Sparsamkeit verlangt

Steuerzahler-Präsident Däke kassiert offenbar 183.000 Euro pro Jahr

Der Präsident des Bundes der Steuerzahler, Karl Heinz Däke, der von Politikern und Beamten stets Sparsamkeit verlangt, ist offenbar in den eigenen Reihen umstritten, weil er im Verband gleich drei hochbezahlte Vorstandsämter bekleide und mehr verdiene als mancher Länderminister. Der 62-Jährige soll pro Jahr insgesamt rund 183.000 Euro kassieren. Däke erhält als Präsident des Bundes der Steuerzahler etwa 88.000 Euro im Jahr. Hinzu kommen Bezüge in Höhe von 95.000 Euro als Vorstandschef des verbandseigenen Karl-Bräuer-Instituts und als Vorstand des Landesverbandes Nordrhein-Westfalen. Däke bestätigte diese Angaben. Würde Däke sämtliche Einnahmen offen legen, dürften zu seinen Vergütungen vom Bund der Steuerzahler noch einige tausend Euro hinzukommen. Als langjähriger Beirat der Hamburg-Mannheimer Abschluss einer Versicherung kassierte er allein im Jahr 2003 rund 8000 Euro.
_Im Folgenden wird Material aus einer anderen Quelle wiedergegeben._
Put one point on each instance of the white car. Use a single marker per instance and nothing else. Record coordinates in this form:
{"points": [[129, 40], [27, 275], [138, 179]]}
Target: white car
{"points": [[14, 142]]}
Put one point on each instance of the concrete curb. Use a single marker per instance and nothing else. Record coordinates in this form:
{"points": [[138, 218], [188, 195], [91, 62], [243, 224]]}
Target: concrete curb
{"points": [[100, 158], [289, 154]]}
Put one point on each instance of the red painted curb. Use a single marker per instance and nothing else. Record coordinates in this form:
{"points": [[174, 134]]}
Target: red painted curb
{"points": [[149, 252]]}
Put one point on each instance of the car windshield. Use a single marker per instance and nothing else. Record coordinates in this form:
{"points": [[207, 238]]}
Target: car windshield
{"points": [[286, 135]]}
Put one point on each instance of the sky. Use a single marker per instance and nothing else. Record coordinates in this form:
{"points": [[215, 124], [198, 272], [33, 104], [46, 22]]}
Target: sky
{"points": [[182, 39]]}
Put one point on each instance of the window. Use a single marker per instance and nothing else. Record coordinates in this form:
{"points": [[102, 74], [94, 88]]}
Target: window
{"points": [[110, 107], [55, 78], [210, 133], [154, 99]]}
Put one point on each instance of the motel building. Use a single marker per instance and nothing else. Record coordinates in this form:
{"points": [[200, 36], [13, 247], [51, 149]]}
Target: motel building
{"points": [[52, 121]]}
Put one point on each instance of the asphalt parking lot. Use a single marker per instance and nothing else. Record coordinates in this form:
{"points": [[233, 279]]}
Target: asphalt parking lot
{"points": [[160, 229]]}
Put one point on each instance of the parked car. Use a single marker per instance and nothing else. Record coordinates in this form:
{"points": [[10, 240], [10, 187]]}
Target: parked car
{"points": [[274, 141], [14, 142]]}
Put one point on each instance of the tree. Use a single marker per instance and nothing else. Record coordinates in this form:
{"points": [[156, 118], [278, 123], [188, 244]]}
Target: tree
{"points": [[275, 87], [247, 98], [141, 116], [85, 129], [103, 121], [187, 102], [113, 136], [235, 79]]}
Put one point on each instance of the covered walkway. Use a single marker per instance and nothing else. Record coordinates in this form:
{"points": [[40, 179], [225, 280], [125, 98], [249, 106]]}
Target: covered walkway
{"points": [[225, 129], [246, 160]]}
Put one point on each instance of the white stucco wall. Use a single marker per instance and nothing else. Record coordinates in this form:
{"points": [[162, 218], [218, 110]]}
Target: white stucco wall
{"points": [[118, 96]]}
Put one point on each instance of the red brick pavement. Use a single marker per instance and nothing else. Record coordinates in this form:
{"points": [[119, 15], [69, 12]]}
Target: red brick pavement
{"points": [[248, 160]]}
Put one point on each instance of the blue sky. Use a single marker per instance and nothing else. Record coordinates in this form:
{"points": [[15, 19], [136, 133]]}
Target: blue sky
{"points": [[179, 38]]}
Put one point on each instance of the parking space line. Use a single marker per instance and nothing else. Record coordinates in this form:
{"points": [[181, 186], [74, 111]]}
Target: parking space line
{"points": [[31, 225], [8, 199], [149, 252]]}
Zudem lässt er sich Vorträge oder Reden honorieren. Das Geld behält er nach Aussagen aus seinem Umfeld zumindest teilweise für sich.

Intern hatte vor der Bestätigung dieser Summe ein Landesfunktionär gewarnt, bei einem Bekanntwerden der Zahlen wären die Folgen "verheerend". Er betonte: "Wir müssten mit einer nie dagewesenen Austrittswelle rechnen."

Dem Kölner "Express" sagte Däke: "Als Präsident und Chef des verbandseigenen Karl-Bräuer-Instituts verdiene ich 11.000 Euro pro Monat. Das entspricht in etwa den Bezügen eines Bundestagsabgeordneten - 7009 Euro Diät plus 3600 Euro steuerfreie Kostenpauschale. Mit dem Unterschied, dass ich den Betrag voll versteuere und davon meine Fahrtkosten und meine Altersversorgung selbst bezahlen muss."